Driven by increasing evidence of clinical benefit, development of non-thoracotomy implantation techniques, and expanded opportunities for reimbursement (1–4), utilization of the implantable cardioverter-defibrillator (ICD) has increased markedly over the past 15 years (5,6). Nevertheless, there are indications that this technology is not used equally in different racial groups, with the rate of implantation among white patients consistently exceeding the rate among blacks (7). The recent Institute of Medicine Report, Unequal Treatment, has encouraged exploration of the root causes of these disparities in order to identify opportunities for improvement (8).

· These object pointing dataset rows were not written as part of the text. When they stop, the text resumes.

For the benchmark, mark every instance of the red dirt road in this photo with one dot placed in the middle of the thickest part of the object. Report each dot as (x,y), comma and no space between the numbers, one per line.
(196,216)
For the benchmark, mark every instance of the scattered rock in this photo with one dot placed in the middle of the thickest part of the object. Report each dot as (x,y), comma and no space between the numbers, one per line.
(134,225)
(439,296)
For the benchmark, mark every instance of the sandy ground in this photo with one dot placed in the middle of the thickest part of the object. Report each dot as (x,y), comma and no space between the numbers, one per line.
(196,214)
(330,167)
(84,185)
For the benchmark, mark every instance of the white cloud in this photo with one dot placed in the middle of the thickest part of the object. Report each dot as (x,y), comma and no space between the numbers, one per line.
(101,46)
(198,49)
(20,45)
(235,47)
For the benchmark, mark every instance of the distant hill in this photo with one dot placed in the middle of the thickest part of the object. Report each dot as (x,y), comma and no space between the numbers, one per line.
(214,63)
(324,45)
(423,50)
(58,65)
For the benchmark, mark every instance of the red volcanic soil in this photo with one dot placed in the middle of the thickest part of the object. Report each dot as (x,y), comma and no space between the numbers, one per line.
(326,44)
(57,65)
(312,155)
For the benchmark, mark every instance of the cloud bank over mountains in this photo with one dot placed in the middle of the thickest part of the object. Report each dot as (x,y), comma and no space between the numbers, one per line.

One such contributor may be geographic differences in the availability of medical technology. Black patients may be less likely to receive some medical technologies because they live in areas where the technologies are underutilized (9). For example, approximately 54% of elderly black Americans live in the southern U.S. (10), and previous studies have suggested that many southern states have below-average utilization of beneficial medical procedures (11,12).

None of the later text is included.